Politico, the national politics website, has named Mayor Ed Murray, Service Employees International Union 775 leader David Rolf, and TedTalk liberal (and not-quite-billionaire) Nick Hanauer on its list of 50 national "thinkers, doers and dreamers who really matter in this age of gridlock and dysfunction."
Politico credits the trio for Seattle's new $15 minimum wage law, writing that it's "not only a better deal for Seattle’s working poor but an unlikely national movement making the case that the best way to fix the economy might not be complicated poverty-fighting programs but actually putting more money in workers’ pockets."
The ouch, of course, is reserved for socialist city council member Kshama Sawant, who certainly deserves at least a mention in the article (she doesn't get one) as a key player in the fight for $15. (And Rolf, he was already recognized by the White House for his work on the $15 minimum wage, by the way.)
In defense of Politico's choice, though, the list—which also includes Edward Snowden & Glenn Greenwald, Gabbrielle Giffords, Rand Paul, Elizabeth Warren, Paul Ryan, Bill de Blasio, Samuel Alito & Sonia Sotomayor, and Ta-Neheis Coates—extols the virtue of deal making rather than defiance.
This is not to take away from Sawant's (and 15Now's) full court press on $15 (as I wrote in my Seattle Met feature on the $15 negotiations—"the grassroots movement of fast food and low-wage workers was powering the cause.")
But the grassroots movement itself was powered by Rolf's SEIU, which dedicated the resources to 2013's definitive SeaTac minimum wage movement, along with Seattle's fastfood strikes.
In defense of Politico's choice, their list extols the virtue of deal making rather than defiance.
Additionally, and this is something that came to light in the reporting and interviews I did for the Met feature, Mayor Murray's hardboiled political skills, which he honed doing deals on winning legislation in Olympia for 20 years, got a proposal on the table that the entire city council, including Sawant, voted for.

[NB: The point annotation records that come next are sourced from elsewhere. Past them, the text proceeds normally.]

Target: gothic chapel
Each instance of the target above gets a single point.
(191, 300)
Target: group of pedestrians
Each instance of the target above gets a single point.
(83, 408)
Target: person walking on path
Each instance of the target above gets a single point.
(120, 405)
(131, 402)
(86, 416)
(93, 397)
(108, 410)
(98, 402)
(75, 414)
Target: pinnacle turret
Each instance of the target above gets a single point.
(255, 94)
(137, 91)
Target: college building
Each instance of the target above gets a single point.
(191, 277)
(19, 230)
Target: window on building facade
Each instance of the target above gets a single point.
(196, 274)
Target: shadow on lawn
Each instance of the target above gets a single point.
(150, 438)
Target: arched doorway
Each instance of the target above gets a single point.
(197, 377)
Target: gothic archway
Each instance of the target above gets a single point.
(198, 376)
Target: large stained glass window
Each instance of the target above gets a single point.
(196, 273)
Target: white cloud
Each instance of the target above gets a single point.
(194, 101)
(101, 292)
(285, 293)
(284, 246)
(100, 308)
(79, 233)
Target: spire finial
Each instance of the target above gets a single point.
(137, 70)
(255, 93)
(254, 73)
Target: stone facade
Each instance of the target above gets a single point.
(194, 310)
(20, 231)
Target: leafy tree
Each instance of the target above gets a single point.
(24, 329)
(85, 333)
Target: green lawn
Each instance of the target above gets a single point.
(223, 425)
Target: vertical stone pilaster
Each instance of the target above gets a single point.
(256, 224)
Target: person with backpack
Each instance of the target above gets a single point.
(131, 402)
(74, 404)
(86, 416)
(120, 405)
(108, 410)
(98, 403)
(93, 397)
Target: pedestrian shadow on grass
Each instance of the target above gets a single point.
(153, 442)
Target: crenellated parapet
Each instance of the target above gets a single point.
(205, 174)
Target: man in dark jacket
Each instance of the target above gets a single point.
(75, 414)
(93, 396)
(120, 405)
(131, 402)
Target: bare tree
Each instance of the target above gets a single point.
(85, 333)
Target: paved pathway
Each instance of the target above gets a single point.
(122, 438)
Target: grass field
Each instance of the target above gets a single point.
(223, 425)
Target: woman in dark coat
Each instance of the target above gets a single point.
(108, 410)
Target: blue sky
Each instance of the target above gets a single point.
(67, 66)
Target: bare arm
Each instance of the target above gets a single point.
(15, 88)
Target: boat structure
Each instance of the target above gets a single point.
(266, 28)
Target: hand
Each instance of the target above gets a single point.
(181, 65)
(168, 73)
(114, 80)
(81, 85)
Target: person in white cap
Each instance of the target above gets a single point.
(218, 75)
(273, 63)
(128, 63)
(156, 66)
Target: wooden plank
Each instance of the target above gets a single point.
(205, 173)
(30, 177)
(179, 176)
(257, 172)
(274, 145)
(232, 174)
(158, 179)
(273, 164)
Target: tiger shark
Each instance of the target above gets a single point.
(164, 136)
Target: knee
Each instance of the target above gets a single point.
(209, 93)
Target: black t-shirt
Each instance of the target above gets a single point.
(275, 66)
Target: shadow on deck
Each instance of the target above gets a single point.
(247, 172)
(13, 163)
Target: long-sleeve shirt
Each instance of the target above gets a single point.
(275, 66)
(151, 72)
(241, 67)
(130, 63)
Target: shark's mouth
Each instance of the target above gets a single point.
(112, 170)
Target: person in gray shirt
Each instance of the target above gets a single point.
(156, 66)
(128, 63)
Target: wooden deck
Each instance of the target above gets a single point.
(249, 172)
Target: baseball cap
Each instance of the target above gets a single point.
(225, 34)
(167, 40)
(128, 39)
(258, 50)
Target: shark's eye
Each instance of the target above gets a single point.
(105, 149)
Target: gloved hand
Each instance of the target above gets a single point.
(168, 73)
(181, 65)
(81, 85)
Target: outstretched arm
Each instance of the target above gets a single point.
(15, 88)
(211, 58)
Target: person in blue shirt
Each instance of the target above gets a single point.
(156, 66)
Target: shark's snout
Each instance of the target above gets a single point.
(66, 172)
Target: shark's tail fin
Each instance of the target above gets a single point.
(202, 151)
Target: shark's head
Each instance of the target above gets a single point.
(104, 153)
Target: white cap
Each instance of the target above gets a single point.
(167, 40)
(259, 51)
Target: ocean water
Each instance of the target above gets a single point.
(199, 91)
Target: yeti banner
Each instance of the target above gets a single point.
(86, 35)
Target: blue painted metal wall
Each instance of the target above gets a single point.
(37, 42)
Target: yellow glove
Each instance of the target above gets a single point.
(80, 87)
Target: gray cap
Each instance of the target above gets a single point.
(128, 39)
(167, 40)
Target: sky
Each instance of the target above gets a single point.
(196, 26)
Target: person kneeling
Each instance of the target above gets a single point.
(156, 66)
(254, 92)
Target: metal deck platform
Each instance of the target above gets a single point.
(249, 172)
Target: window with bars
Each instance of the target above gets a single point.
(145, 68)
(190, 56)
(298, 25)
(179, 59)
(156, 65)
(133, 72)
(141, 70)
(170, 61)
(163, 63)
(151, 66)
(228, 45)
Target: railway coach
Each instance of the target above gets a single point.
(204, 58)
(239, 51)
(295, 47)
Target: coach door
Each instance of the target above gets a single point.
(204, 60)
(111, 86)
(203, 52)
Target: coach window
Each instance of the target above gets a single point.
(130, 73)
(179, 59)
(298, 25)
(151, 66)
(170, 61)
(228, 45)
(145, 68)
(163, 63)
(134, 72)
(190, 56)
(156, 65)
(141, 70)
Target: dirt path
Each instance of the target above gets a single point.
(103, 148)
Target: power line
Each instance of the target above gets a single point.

His success set the precedent that 21st Century America isn't solely about "Liking" Facebook posts you agree with. And it's why I concluded my $15 feature story this way:
The $15 legislation was a tectonic shift for Seattle. Yes, feelings were hurt (business immediately started sniping at the deal after all was said and done) and there’s likely to be an initiative from a dissident business group in town called Forward Seattle. But for a city that has a history of strangling policy with internecine, intramural squabbles (still no monorail), passing the $15 legislation was a feat.
As headline issues like climate change, education, and income inequality stall at the federal and state levels, cities like Seattle have the opportunity to become the de facto leaders on urgent national policy issues. In that context, the implications of Seattle’s $15 minimum wage legislation are huge.
While sound bite government has failed, energized cities like Seattle—having now inked a successful minimum wage agreement at the negotiating table—are poised to set the national agenda with a progressive “Metropolitan Revolution,” as Brookings Institute policy nerds have labeled the current moment.
“It can be replicated in other cities,” says Murray. “My advice to mayors is: Understand your communities, understand which community leaders can actually come to the table and negotiate and take risks. It doesn’t help you if people just come to the table and agree with you but can’t bring anybody with them.”
After the $15 legislation passed, Nick Hanauer got to write another national editorial, this one for The New York Times. After it was published on June 5, Hanauer took to Facebook to point out that the newspaper had cut off the end of his original closing line. The sentence as Hanauer originally wrote it: “It is the natural evolution of common-sense economic thinking…that’s allowing our city to kick your city’s ass.”